Let \(A=\begin{pmatrix} -3 \amp -2\amp 1\\-2\amp 0\amp 4\\-6\amp -3\amp 5\end{pmatrix}\text{.}\) Find the eigenvalues of \(3A^3-5A^2+4I\)
Let \(A\begin{pmatrix} -3 \amp -2\amp 1\\-2\amp 0\amp 4\\-6\amp -3\amp 5\end{pmatrix}\text{.}\) Show that \(A\) satisfies its characteristic equation and hence find \(A^{-1}\text{.}\) Also find \(A^4\text{.}\)
Check if the following matrices are positive definite? \(A_1=\begin{pmatrix}
1\amp -7 \\-7\amp 3
\end{pmatrix};
A_2=\begin{pmatrix} 2 \amp 1\amp 3\\1\amp 4\amp -1\\3\amp -1\amp 2\end{pmatrix};
A_3=\begin{pmatrix} -3 \amp -2\amp 1\\-2\amp 0\amp 4\\1\amp 4\amp 5\end{pmatrix}\)
Find eigenvalues of \(A_2 = \begin{pmatrix} 0 \amp 1\\1 \amp 0\end{pmatrix}\) and \(A_3=\begin{pmatrix} 0 \amp 1\amp 1\\1\amp 0\amp 1\\1\amp 1\amp 0\end{pmatrix}\text{.}\) Can you generalize this?
Find the algebraic and geometric multiplicities of each of the eigenvalues of \(A = \begin{pmatrix} 2 \amp 0 \amp 0 \amp 0\\0 \amp 2 \amp 0 \amp 0\\0 \amp 0 \amp -1 \amp 1\\0 \amp 0 \amp 0 \amp -1\end{pmatrix}\text{.}\) Is this matrix diagonalizable?

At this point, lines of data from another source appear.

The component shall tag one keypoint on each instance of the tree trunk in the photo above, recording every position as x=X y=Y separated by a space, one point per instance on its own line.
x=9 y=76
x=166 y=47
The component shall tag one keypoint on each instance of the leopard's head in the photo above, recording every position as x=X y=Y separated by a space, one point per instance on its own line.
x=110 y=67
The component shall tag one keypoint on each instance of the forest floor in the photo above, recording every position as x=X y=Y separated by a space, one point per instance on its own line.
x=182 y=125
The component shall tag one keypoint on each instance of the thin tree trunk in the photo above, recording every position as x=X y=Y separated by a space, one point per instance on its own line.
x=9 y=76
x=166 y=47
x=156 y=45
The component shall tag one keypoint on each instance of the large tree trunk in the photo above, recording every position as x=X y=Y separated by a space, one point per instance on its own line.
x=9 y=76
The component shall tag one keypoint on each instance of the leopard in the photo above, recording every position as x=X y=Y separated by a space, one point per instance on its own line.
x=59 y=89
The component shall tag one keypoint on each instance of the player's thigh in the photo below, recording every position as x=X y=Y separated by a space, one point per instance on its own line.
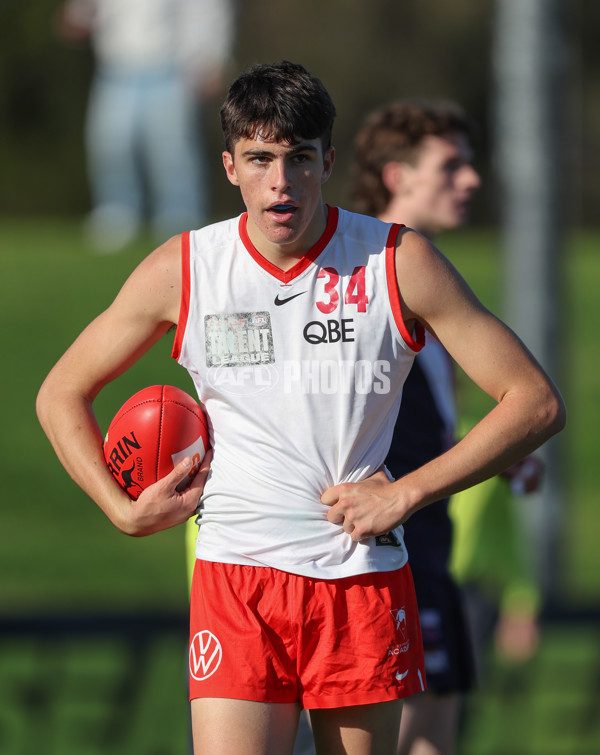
x=222 y=726
x=430 y=724
x=358 y=729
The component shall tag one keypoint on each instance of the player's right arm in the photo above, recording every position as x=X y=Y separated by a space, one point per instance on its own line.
x=142 y=312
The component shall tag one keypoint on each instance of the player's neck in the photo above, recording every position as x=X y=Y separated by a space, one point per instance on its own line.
x=284 y=253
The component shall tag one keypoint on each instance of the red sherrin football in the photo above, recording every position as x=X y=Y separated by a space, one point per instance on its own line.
x=154 y=430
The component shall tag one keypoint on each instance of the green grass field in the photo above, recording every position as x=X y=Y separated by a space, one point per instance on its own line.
x=60 y=556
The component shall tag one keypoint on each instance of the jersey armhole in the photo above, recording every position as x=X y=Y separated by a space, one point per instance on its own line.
x=417 y=341
x=184 y=307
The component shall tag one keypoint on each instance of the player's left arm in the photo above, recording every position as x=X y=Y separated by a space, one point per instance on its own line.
x=528 y=410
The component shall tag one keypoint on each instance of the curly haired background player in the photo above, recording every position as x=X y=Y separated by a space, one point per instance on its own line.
x=298 y=323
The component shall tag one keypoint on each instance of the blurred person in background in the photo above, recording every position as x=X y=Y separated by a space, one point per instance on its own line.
x=413 y=165
x=157 y=63
x=492 y=561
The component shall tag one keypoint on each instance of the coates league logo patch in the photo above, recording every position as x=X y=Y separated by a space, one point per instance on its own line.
x=205 y=655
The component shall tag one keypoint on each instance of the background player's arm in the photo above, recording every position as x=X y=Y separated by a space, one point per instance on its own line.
x=145 y=308
x=528 y=411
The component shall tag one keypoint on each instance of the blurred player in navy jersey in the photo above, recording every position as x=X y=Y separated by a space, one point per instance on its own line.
x=302 y=595
x=413 y=164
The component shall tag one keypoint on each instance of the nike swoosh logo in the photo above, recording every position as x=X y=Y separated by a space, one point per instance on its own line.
x=279 y=302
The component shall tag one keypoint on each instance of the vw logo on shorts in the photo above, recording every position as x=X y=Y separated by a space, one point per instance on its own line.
x=205 y=655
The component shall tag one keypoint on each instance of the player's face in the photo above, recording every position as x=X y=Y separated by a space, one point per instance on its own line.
x=438 y=190
x=281 y=188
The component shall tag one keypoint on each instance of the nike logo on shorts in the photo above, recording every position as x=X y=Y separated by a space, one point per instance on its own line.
x=279 y=302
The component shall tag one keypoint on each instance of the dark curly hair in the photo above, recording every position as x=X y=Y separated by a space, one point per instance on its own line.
x=394 y=133
x=280 y=101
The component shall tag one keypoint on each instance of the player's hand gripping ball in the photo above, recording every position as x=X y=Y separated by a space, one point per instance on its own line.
x=152 y=432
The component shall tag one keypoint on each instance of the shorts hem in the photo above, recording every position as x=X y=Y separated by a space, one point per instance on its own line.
x=357 y=698
x=249 y=695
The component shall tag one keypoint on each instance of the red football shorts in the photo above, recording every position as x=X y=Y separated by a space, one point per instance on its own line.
x=266 y=635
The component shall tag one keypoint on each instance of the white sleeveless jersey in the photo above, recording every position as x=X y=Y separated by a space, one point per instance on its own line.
x=301 y=375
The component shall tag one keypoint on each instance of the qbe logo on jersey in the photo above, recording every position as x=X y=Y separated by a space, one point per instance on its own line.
x=205 y=655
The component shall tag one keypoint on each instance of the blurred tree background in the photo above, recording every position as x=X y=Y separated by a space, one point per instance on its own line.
x=366 y=53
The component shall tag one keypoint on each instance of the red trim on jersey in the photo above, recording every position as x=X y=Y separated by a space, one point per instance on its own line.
x=285 y=276
x=416 y=343
x=184 y=307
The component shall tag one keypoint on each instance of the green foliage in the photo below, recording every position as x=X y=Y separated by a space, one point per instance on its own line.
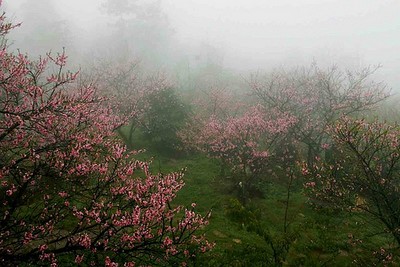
x=164 y=117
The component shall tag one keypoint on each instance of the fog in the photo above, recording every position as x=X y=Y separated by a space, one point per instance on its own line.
x=241 y=35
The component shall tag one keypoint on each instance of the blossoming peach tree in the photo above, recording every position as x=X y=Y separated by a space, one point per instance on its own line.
x=317 y=98
x=69 y=189
x=364 y=177
x=244 y=143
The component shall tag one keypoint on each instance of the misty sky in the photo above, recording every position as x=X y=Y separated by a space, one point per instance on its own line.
x=260 y=34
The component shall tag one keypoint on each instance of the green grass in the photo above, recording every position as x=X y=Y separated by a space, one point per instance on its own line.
x=317 y=238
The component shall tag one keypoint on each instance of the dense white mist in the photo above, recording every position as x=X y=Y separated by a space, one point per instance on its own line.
x=257 y=34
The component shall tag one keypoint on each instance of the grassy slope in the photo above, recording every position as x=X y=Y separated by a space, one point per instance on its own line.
x=320 y=238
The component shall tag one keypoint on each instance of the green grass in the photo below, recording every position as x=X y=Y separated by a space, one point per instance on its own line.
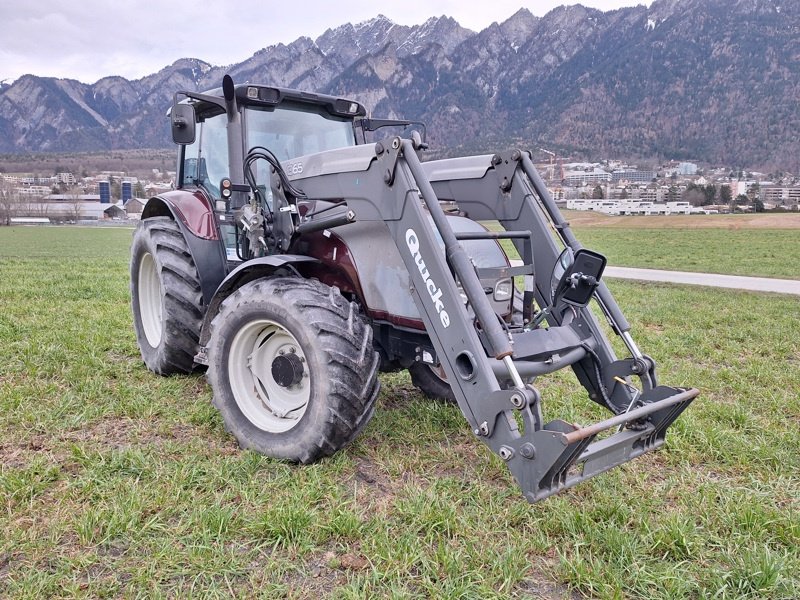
x=753 y=252
x=116 y=482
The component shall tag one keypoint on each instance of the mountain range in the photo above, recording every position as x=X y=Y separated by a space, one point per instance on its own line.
x=709 y=80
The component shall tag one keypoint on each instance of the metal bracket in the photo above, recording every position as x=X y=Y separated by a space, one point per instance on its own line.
x=389 y=151
x=498 y=402
x=506 y=165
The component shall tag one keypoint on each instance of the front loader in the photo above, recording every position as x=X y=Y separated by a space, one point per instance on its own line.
x=310 y=262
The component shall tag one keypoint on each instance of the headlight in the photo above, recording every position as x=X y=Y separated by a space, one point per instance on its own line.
x=503 y=290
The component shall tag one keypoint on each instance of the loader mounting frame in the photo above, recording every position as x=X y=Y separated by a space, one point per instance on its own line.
x=486 y=363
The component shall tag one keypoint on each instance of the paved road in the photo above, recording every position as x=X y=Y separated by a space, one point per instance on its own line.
x=758 y=284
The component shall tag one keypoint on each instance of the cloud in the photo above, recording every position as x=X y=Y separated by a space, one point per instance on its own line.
x=90 y=39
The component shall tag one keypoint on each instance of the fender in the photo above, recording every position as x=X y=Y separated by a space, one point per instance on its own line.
x=245 y=273
x=195 y=216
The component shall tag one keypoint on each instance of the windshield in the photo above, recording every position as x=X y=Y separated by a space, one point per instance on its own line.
x=296 y=130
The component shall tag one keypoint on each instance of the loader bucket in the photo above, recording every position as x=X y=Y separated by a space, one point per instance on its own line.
x=565 y=454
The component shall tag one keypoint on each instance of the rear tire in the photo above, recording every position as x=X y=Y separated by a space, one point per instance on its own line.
x=166 y=298
x=431 y=381
x=292 y=368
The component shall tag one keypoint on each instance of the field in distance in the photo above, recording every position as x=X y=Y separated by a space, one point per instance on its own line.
x=585 y=218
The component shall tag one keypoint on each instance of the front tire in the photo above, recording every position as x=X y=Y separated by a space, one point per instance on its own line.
x=166 y=298
x=292 y=368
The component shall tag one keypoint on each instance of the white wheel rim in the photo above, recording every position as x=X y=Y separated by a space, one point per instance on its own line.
x=266 y=404
x=150 y=300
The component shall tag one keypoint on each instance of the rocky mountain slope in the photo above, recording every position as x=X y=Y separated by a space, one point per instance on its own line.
x=714 y=80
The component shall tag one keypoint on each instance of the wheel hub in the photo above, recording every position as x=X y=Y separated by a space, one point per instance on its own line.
x=287 y=369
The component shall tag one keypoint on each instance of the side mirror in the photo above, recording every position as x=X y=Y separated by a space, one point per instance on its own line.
x=182 y=119
x=580 y=277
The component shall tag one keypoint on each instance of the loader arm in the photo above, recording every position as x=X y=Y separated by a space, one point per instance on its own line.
x=489 y=366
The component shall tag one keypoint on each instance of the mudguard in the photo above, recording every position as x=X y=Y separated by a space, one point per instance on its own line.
x=244 y=273
x=195 y=215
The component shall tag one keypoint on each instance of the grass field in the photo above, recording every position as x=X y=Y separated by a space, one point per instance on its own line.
x=116 y=482
x=766 y=245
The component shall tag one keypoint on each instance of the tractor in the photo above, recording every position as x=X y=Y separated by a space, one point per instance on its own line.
x=301 y=253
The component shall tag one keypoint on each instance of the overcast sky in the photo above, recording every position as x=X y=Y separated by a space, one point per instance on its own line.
x=90 y=39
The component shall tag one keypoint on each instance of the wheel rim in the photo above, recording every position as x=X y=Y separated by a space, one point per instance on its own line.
x=439 y=372
x=267 y=404
x=150 y=299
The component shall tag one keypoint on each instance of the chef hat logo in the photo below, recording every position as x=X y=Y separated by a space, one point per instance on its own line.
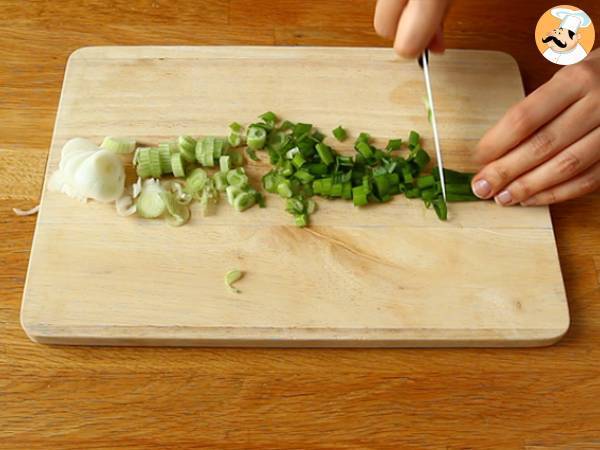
x=571 y=19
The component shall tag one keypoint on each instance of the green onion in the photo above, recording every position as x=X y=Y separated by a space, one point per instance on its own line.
x=256 y=138
x=187 y=147
x=118 y=145
x=413 y=139
x=224 y=163
x=325 y=154
x=235 y=137
x=340 y=134
x=243 y=201
x=231 y=277
x=394 y=144
x=177 y=165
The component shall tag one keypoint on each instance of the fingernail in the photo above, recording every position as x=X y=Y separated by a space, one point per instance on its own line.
x=482 y=188
x=504 y=198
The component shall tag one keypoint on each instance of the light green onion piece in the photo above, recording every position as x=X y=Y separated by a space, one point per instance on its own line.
x=150 y=204
x=237 y=178
x=231 y=277
x=187 y=147
x=178 y=214
x=257 y=137
x=196 y=181
x=177 y=165
x=118 y=145
x=244 y=201
x=224 y=163
x=220 y=179
x=235 y=137
x=232 y=193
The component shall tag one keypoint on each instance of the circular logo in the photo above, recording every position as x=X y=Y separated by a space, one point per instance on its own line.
x=564 y=35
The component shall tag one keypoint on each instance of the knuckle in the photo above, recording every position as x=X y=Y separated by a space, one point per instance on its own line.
x=521 y=190
x=568 y=163
x=541 y=145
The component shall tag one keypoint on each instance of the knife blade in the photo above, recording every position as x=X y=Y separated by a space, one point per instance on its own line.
x=424 y=63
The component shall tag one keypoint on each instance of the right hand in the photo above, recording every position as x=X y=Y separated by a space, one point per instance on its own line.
x=414 y=25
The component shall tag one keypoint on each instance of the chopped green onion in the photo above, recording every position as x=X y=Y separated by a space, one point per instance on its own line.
x=243 y=201
x=235 y=137
x=325 y=154
x=340 y=134
x=187 y=147
x=224 y=163
x=413 y=139
x=118 y=145
x=231 y=277
x=256 y=138
x=394 y=144
x=177 y=165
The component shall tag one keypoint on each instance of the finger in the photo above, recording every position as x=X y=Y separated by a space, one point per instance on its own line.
x=527 y=116
x=586 y=183
x=437 y=45
x=387 y=15
x=418 y=24
x=569 y=127
x=564 y=166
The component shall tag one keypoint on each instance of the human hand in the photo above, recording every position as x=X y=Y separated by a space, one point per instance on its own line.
x=413 y=24
x=546 y=148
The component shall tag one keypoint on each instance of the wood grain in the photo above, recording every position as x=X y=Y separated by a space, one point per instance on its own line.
x=100 y=398
x=311 y=287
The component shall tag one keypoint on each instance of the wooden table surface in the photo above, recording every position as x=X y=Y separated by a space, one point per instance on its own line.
x=93 y=398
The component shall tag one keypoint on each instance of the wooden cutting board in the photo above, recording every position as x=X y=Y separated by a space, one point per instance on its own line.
x=385 y=275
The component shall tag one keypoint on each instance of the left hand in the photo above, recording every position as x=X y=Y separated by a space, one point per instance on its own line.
x=546 y=148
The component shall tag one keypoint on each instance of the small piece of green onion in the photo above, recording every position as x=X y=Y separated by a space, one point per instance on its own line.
x=284 y=189
x=359 y=196
x=298 y=160
x=149 y=203
x=269 y=117
x=237 y=178
x=232 y=192
x=164 y=153
x=394 y=144
x=413 y=193
x=425 y=182
x=304 y=176
x=155 y=167
x=118 y=145
x=301 y=130
x=177 y=165
x=224 y=163
x=243 y=201
x=325 y=154
x=196 y=181
x=178 y=214
x=187 y=147
x=301 y=220
x=413 y=139
x=220 y=179
x=235 y=137
x=256 y=138
x=318 y=136
x=441 y=209
x=294 y=206
x=276 y=140
x=364 y=149
x=231 y=277
x=407 y=174
x=252 y=154
x=340 y=134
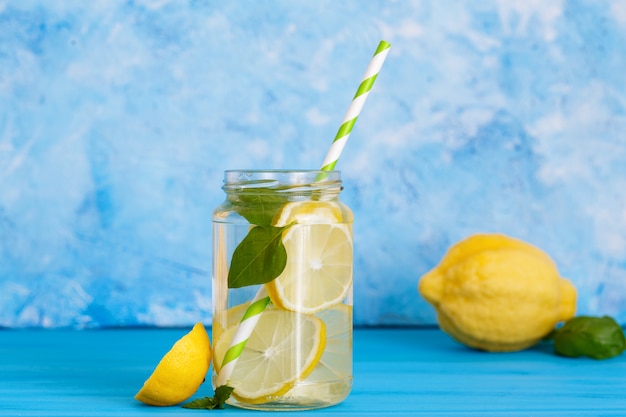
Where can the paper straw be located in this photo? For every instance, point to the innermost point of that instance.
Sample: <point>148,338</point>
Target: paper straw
<point>341,138</point>
<point>261,299</point>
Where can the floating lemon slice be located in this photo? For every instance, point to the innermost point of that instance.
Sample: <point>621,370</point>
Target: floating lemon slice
<point>284,349</point>
<point>331,380</point>
<point>318,243</point>
<point>180,372</point>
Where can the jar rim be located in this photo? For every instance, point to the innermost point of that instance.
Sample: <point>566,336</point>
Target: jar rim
<point>302,179</point>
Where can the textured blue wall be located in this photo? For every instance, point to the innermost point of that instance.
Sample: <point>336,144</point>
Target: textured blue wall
<point>117,119</point>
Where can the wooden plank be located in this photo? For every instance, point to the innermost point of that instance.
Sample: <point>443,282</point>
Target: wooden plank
<point>397,372</point>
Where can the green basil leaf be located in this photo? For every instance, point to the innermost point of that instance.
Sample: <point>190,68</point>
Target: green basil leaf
<point>595,337</point>
<point>259,258</point>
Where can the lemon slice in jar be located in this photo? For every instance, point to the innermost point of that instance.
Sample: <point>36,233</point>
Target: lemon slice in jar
<point>283,349</point>
<point>318,242</point>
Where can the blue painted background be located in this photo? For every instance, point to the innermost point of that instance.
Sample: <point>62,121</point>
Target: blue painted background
<point>117,119</point>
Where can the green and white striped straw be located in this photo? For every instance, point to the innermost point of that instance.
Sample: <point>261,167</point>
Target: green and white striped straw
<point>341,138</point>
<point>261,299</point>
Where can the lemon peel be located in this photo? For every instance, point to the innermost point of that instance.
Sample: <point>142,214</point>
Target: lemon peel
<point>497,293</point>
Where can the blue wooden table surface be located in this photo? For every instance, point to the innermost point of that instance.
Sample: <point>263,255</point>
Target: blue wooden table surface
<point>397,372</point>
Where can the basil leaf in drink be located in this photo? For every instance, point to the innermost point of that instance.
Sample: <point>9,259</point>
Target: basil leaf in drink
<point>258,207</point>
<point>259,258</point>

Consider the matrix \(A=\left(\begin{array}{rr}
0 \amp \frac{1}{2} \\
-1 \amp \frac{3}{2}
\end{array}\right)\text{.}\) What is \(\displaystyle\lim_{n\to \infty} A^n\text{?}\)
Let \(A\) be a \(3\times 3\) real matrix with eigenvalues \(-1,0,1\) and corresponding eigenvectors \((1, -4, 1), (1, -3, 1), (1, -2, 1/2)\) respectively. Find \(A\text{.}\)
Suppose there are two internet service providers \(A\) and \(B\) in a city. At present \(A\) has 50000 subscriber and \(B\) has 100000 subscribers. A trend shows that every year 60% of \(A\) subscriber move to \(B\) and 40% of \(B\) move to \(A\text{.}\) After 2 year how many subscribers \(A\) and \(B\) will have? What happens in long run?